Experts

Young Children Actively Choose Not to Share, Study Reports

By Cheri Cheng | Update Date: Apr 04, 2013 01:26 PM EDT

Sharing is caring is one of the most popular mottos that parents use when teaching their young ones the importance of being selfless and sharing with others. Despite the fact that young children learn to share very early on in life, these toddlers do not seem to appreciate this life lesson at such a young age. A new study reports that children apparently understand the message and the reasons why sharing is a nice and good action, but actively choose not to do so.  

The study, headed by Craig Smith who is a postdoctoral fellow from the University of Michigan's psychology department, looked into how young children interpreted these life principles. The research team used stickers with the scratch and sniff feature in their experiment, which they considered to be a highly demanded item for children. They gave one group of children from three to eight-years-old these stickers and asked them general questions about sharing. All 102 children stated that they would be willing to split up the stickers evenly amongst other children and that they believed that fellow children would do the same as well. Despite the fact that these children displayed their knowledge that sharing is nice, when they were asked to divide the stickers up, the children turned their backs on their own statements and did not want to share.

This is the first study to look into the differences between what children say they want to do and what they actually will do. The researchers found that children did not start following their own theories until they reached the ages of seven and eight.

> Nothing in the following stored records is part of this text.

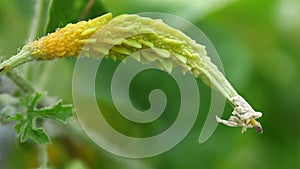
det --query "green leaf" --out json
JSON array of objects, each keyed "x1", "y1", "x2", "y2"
[
  {"x1": 36, "y1": 100, "x2": 73, "y2": 123},
  {"x1": 21, "y1": 124, "x2": 50, "y2": 144},
  {"x1": 46, "y1": 0, "x2": 106, "y2": 33},
  {"x1": 8, "y1": 93, "x2": 73, "y2": 144}
]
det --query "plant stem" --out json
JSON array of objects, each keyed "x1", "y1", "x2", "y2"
[{"x1": 38, "y1": 144, "x2": 48, "y2": 169}]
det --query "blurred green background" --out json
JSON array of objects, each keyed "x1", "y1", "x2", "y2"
[{"x1": 0, "y1": 0, "x2": 300, "y2": 169}]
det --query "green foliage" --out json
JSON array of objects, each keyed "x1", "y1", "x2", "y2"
[{"x1": 6, "y1": 93, "x2": 73, "y2": 144}]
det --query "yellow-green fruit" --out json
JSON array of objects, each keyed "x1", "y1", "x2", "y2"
[{"x1": 25, "y1": 13, "x2": 112, "y2": 60}]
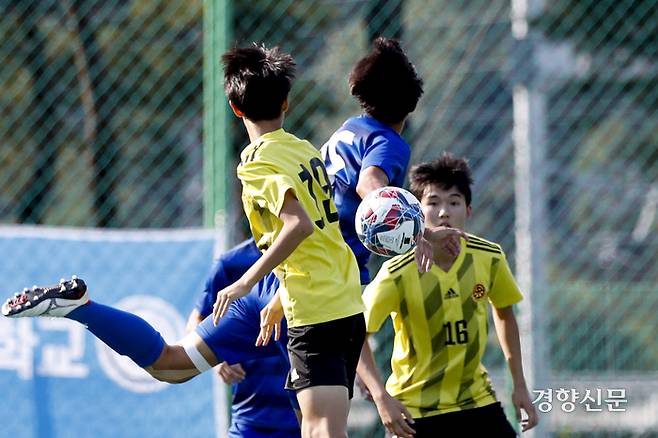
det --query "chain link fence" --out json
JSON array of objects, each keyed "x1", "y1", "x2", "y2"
[{"x1": 0, "y1": 0, "x2": 658, "y2": 436}]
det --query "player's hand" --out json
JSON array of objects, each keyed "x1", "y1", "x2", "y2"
[
  {"x1": 217, "y1": 362, "x2": 247, "y2": 385},
  {"x1": 512, "y1": 386, "x2": 539, "y2": 432},
  {"x1": 256, "y1": 294, "x2": 283, "y2": 347},
  {"x1": 212, "y1": 281, "x2": 251, "y2": 325},
  {"x1": 354, "y1": 374, "x2": 375, "y2": 403},
  {"x1": 375, "y1": 392, "x2": 416, "y2": 438}
]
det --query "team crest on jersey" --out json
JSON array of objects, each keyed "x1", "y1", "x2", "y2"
[{"x1": 471, "y1": 283, "x2": 487, "y2": 301}]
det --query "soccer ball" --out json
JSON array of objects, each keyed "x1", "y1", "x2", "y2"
[{"x1": 355, "y1": 187, "x2": 425, "y2": 256}]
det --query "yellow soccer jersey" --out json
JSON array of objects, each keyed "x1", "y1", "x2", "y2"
[
  {"x1": 238, "y1": 129, "x2": 364, "y2": 327},
  {"x1": 363, "y1": 236, "x2": 523, "y2": 418}
]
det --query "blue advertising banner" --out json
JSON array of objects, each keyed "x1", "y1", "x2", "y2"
[{"x1": 0, "y1": 226, "x2": 226, "y2": 438}]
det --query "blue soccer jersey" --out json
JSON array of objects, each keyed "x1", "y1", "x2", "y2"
[
  {"x1": 196, "y1": 239, "x2": 299, "y2": 437},
  {"x1": 322, "y1": 115, "x2": 411, "y2": 284},
  {"x1": 195, "y1": 239, "x2": 261, "y2": 317}
]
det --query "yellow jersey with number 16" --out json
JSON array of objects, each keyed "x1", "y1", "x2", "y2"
[{"x1": 238, "y1": 129, "x2": 364, "y2": 327}]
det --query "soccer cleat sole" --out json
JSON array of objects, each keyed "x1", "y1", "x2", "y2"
[{"x1": 2, "y1": 276, "x2": 89, "y2": 318}]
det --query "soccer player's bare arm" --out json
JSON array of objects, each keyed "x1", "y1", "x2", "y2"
[
  {"x1": 213, "y1": 190, "x2": 313, "y2": 324},
  {"x1": 493, "y1": 306, "x2": 538, "y2": 432}
]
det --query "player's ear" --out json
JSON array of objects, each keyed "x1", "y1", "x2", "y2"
[{"x1": 228, "y1": 100, "x2": 244, "y2": 119}]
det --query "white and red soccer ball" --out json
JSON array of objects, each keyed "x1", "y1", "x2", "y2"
[{"x1": 355, "y1": 187, "x2": 425, "y2": 256}]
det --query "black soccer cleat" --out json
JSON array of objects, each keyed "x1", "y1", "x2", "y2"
[{"x1": 2, "y1": 275, "x2": 89, "y2": 318}]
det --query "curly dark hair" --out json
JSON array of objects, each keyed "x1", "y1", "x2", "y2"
[
  {"x1": 222, "y1": 43, "x2": 296, "y2": 122},
  {"x1": 409, "y1": 152, "x2": 473, "y2": 206},
  {"x1": 349, "y1": 37, "x2": 423, "y2": 125}
]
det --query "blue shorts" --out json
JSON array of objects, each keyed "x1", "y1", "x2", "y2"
[
  {"x1": 228, "y1": 423, "x2": 301, "y2": 438},
  {"x1": 196, "y1": 274, "x2": 288, "y2": 364}
]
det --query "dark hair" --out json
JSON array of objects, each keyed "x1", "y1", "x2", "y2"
[
  {"x1": 349, "y1": 37, "x2": 423, "y2": 124},
  {"x1": 409, "y1": 152, "x2": 473, "y2": 206},
  {"x1": 222, "y1": 43, "x2": 295, "y2": 121}
]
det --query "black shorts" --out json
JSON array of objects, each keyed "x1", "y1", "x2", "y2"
[
  {"x1": 286, "y1": 313, "x2": 366, "y2": 399},
  {"x1": 411, "y1": 403, "x2": 517, "y2": 438}
]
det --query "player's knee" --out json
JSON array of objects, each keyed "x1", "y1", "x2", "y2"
[{"x1": 302, "y1": 418, "x2": 347, "y2": 438}]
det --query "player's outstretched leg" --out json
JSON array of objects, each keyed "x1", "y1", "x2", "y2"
[
  {"x1": 2, "y1": 276, "x2": 219, "y2": 383},
  {"x1": 297, "y1": 386, "x2": 350, "y2": 438}
]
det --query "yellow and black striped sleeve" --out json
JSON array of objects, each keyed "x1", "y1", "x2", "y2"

The researchers looked at the role of impulse control in younger children in attempting to explain why toddlers do not like to share. They found that young toddlers were less able to control their impulsive actions, which would explain why they did not share as frequently as older children. Older children were also better able at predicting their own behaviors, with more of them doing what they said they would do. But, the study did reveal that more young kids could predict their own behaviors more accurately than hypothesized.

"The youngest kids were most likely to hoard and the oldest kids were most likely to evenly split the stickers. The youngest kids have this odd self-awareness and were able to correctly predict their own lack of sharing," Smith stated.

This study reveals a lot about how children develop and learn to change their behaviors depending on new experiences. The researchers noted that actually sharing items as opposed to theoretically sharing items is a part of learning that comes with age and more development, and not just simply from a few words and principles.

The study was published in the journal, PLoS ONE.